Over 100 nurses quit Pantang Hospital for greener pastures
Nearly 150 experienced nurses and other health professionals from the Pantang Hospital have left the shores of the country in search of greener pastures in the last six years.
100 of them are specialized psychiatric and general nurses, with the remaining professionals in the healthcare delivery system including doctors, pharmacists, technicians, and other skilled workers.
Data sourced from the hospital showed that the number of experienced professionals that have abandoned their jobs started increasing in an alarming manner since the outbreak of the coronavirus (COVID-19) pandemic.
This phenomenon is defeating the efforts of the government to reinforce the workforce of the hospital with the recruitment of an additional 179 staff (professional nurses numbering 129) between 2018 and 2022.
An assessment of the data showed that from a report of eight professionals leaving in 2018, the number gradually jumped to 26 personnel in 2020 and peaked at 64 practitioners resigning in 2022.
The situation became more alarming when 11 experienced professionals, made up of 10 nurses and one doctor, resigned in January this year alone.
Information gathered by the Daily Graphic indicates that the development has been reported to the Ministry of Health (MoH) for redress.
The Medical Director of the hospital, Dr Frank Baning, in an interview with the Daily Graphic in Accra, stated that the situation was negatively impacting on the medical department of the hospital.
“We are now losing the majority of our experienced nurses and other health professionals. In fact, almost every month, about 10 people leave,” he said.
Dr Baning explained that although the government was reinforcing staff strength through fresh recruits every year, the number of people leaving was alarming and needed to be addressed.
He said the situation was putting a huge burden, pressure and stress on the few that remained to work for the hospital and the country in general.
That, the Medical Director said, was already affecting the quality of healthcare delivery at the hospital, given the number of people who abandoned their work in the last two years.
“We have seen the effort of the government to reinforce the workforce but as soon as new recruits are brought on board, the hospital loses more of the experienced hands.
“Last year and this year alone, we have lost 75 people and so, we hope that the government will replace those leaving quickly to ensure efficiency.
“We may see the trend continuing this year as more than 10 professional nurses have already been reported to have left for greener pastures this year,” he said.
Professionals are leaving
The Medical Director noted that the category of nurses leaving fell within the professional level.
Dr Baning said in an ideal situation, the hospital required about 1,000 professional nurses to provide both mental and general services.
However, he said the facility could currently only boast of 286 nurses doing the work of 1,000 people.Two hundred and eighty-six is nowhere near what we call ideal,” the Pantang Hospital Medical Director said.

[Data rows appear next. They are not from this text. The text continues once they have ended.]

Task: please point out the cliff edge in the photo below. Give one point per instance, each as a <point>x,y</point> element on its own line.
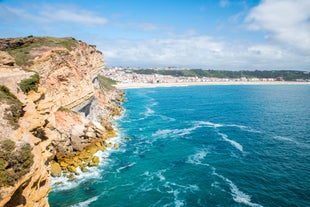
<point>55,114</point>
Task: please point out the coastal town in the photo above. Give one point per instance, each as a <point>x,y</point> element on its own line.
<point>129,76</point>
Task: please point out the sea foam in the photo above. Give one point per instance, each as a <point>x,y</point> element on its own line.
<point>237,195</point>
<point>86,203</point>
<point>232,142</point>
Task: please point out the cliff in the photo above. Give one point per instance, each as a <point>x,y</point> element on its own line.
<point>54,109</point>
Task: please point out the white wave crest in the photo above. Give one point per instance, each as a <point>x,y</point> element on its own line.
<point>197,158</point>
<point>208,124</point>
<point>125,167</point>
<point>217,125</point>
<point>283,138</point>
<point>86,203</point>
<point>232,142</point>
<point>237,195</point>
<point>63,183</point>
<point>174,132</point>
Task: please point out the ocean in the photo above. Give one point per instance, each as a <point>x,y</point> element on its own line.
<point>232,145</point>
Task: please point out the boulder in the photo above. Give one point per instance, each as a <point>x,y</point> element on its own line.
<point>55,169</point>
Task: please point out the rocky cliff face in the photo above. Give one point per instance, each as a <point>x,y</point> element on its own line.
<point>65,118</point>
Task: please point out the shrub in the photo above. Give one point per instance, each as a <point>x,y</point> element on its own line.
<point>64,109</point>
<point>15,111</point>
<point>15,162</point>
<point>29,84</point>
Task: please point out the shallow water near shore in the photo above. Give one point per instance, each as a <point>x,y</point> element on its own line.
<point>204,146</point>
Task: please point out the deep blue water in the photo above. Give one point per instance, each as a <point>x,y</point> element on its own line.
<point>204,146</point>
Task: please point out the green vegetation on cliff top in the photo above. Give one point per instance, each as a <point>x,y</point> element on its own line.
<point>15,111</point>
<point>31,83</point>
<point>20,48</point>
<point>287,75</point>
<point>15,162</point>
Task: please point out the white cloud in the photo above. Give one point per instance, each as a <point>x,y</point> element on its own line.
<point>224,3</point>
<point>286,22</point>
<point>200,52</point>
<point>72,15</point>
<point>49,13</point>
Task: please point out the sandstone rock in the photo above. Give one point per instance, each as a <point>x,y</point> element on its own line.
<point>94,162</point>
<point>72,169</point>
<point>55,169</point>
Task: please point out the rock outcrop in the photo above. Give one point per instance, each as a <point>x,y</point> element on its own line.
<point>65,118</point>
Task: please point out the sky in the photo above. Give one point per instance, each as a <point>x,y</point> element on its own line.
<point>206,34</point>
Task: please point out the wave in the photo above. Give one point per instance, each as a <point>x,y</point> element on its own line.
<point>197,158</point>
<point>219,125</point>
<point>125,167</point>
<point>63,183</point>
<point>163,133</point>
<point>86,203</point>
<point>237,195</point>
<point>166,118</point>
<point>284,138</point>
<point>232,142</point>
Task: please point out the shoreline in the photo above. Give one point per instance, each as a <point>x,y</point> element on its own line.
<point>184,84</point>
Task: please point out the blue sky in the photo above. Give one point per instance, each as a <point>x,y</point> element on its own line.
<point>208,34</point>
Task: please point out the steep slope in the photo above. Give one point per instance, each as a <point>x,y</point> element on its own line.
<point>64,113</point>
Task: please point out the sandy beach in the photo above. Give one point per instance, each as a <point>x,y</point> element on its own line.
<point>180,84</point>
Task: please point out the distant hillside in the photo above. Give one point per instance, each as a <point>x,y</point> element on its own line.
<point>287,75</point>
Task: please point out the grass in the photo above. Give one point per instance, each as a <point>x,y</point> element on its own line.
<point>22,54</point>
<point>15,111</point>
<point>29,84</point>
<point>15,162</point>
<point>106,83</point>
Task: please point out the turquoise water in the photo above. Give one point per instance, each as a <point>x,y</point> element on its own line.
<point>204,146</point>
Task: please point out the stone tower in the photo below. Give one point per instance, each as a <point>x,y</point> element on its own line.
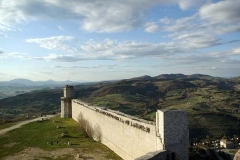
<point>172,129</point>
<point>66,102</point>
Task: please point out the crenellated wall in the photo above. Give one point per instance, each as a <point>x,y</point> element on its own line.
<point>129,137</point>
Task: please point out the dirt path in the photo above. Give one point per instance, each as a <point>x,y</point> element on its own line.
<point>18,125</point>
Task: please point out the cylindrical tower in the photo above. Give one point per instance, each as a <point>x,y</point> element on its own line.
<point>68,91</point>
<point>66,102</point>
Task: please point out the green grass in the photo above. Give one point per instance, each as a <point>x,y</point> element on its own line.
<point>6,125</point>
<point>41,134</point>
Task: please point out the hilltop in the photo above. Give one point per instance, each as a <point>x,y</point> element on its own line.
<point>212,103</point>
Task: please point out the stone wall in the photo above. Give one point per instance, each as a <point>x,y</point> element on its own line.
<point>66,107</point>
<point>130,137</point>
<point>173,128</point>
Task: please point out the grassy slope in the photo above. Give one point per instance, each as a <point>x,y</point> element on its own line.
<point>209,102</point>
<point>212,99</point>
<point>38,134</point>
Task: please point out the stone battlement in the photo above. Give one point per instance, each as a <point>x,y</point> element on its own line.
<point>132,137</point>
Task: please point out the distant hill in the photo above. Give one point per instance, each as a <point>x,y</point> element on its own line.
<point>212,103</point>
<point>28,83</point>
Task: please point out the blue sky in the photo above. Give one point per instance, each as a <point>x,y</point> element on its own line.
<point>93,40</point>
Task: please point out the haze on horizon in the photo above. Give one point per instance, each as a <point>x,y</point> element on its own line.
<point>106,39</point>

He added that the vacuum being created by the frequent departure made the additional recruits of the government insufficient.
The Administrator of the hospital, Collins Kesse, also told the Daily Graphic that beyond nurses, the hospital had also lost personnel in critical areas such as biomedical engineers, radiographers and pharmacists.
He said due to this phenomenon, the hospital engaged the services of private individuals and paid huge sums of money from its internally generated funds (IGF) to manage its X-ray machines and other equipment.
“And so, we need the right people in the right mix to ensure that the hospital operates in full capacity,” Mr Kesse said.
Multiple sources at the MoH confirmed that the ministry had been adequately informed about the Pantang Hospital situation regarding nurses and other professionals exiting.
However, they said the issue was nationwide as most health professionals were leaving the shores of the country to seek greener pastures.
That is because the outbreak of COVID-19 had created a huge demand for professional health personnel, especially in the United Kingdom (UK) and the United States (US), the sources maintained.
“The human resource department of the ministry is looking into the issues to see whether there can be any replacement for Pantang and other affected hospitals,” one of the sources added.
The Director-General (DG) of Ghana Health Service (GHS), Dr Patrick Kuma-Aboagye, in an earlier interview with the Daily Graphic in Accra on the departure of professional nurses, said the government had taken notice of the situation and the vacuum created.
“We are having a lot of professional nurses leaving the country to Europe and other parts of the world. They are taking mainly the professional nurses and so, there is the need to beef up professional nurses across the country,” he said.
As a result, Dr Kuma-Aboagye said the government had adopted a number of measures such as expanding study leave for auxiliary nurses and offering amnesty to auxiliary nurses who obtained higher certificates without prior approval from the appropriate authorities.
The GHS Director-General explained that the amnesty would ensure that nurses who genuinely acquired certificates that befit their skills were upgraded from auxiliary status to professional nurse status.
Others include a comprehensive assessment to ascertain the impact of nurses leaving Ghana for greener pastures.